I've never seen silver cause white peppering but it is definitely there and I can't think of any other explanation. I'm no colour expert.

Edit; wow, they don't show it right. I need to dig out my nice camera. Wherever THAT disappeared to.


----------



## Chiilaa (Aug 12, 2010)

> Guard hairs grow off the body coat up over the base of the main and tail. The hairs are Buckskin coloured with frosting which is a collection of lighter hairs streaked through the mane and/or tail.


That is off the Buckskin Horse Society of NSW website, and describes guard hairs really well.


----------



## blue eyed pony (Jun 20, 2011)

It's just an awful lot of light hairs in her tail for a horse that's supposed to just be a normal buckskin :\ It's not the mane I'm confused about so much, some horses just have salt-and-pepper.

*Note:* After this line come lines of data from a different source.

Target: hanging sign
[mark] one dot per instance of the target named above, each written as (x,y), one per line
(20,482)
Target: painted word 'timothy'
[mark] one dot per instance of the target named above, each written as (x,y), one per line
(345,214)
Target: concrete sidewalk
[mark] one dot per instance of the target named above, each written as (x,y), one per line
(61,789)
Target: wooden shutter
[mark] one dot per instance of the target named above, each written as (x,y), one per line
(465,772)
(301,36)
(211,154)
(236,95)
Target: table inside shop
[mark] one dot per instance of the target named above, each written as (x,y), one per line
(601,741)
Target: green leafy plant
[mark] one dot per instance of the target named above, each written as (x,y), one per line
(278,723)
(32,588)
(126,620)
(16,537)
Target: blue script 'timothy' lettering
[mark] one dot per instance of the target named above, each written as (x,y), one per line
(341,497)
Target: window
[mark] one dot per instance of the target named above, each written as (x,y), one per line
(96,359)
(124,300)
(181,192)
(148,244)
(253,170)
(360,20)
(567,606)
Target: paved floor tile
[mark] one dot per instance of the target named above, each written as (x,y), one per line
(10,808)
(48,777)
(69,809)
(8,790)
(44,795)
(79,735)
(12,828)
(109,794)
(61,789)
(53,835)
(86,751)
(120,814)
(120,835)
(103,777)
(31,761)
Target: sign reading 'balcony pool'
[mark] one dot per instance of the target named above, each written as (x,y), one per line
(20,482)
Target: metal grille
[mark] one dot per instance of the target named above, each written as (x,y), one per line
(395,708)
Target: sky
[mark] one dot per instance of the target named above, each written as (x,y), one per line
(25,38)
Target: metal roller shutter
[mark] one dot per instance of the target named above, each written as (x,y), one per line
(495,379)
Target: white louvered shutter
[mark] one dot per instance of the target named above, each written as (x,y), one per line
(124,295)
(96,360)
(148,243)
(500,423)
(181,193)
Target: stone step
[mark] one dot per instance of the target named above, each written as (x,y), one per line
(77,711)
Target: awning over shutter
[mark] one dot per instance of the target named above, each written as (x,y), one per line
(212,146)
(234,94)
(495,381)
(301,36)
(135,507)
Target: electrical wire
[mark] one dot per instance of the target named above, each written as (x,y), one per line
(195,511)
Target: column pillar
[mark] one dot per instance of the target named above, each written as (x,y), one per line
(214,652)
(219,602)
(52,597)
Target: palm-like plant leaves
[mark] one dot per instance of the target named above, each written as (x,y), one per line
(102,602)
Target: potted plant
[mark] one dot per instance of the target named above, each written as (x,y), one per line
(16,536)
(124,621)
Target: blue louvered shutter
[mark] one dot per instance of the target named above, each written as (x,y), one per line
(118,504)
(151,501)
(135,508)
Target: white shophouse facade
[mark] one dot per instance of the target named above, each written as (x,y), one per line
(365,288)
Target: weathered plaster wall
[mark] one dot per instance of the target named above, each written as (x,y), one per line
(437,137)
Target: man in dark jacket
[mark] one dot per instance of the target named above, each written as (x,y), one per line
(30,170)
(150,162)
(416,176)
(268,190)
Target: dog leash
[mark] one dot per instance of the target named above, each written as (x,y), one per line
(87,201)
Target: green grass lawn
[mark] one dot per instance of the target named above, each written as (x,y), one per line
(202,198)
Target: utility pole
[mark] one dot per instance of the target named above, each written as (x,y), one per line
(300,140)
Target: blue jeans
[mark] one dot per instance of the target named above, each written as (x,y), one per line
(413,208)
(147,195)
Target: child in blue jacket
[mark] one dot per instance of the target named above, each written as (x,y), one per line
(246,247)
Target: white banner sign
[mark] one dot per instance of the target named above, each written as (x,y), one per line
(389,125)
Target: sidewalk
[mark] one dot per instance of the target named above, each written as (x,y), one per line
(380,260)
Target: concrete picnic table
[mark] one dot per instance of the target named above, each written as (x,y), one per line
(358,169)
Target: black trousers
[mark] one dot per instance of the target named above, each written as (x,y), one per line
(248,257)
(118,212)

Her tail is kind of that lighter gold to brown colour with patches of black and dark brown. Strange pony that she is.


----------



## Chiilaa (Aug 12, 2010)

It is normal for a bay to keep the creamy points and tail until even 2 years old, so I wouldn't be worrying yet


----------



## blue eyed pony (Jun 20, 2011)

ok cool  Shows how little I know about foal colours. We'll have to wait and see what colour she ends up being.


----------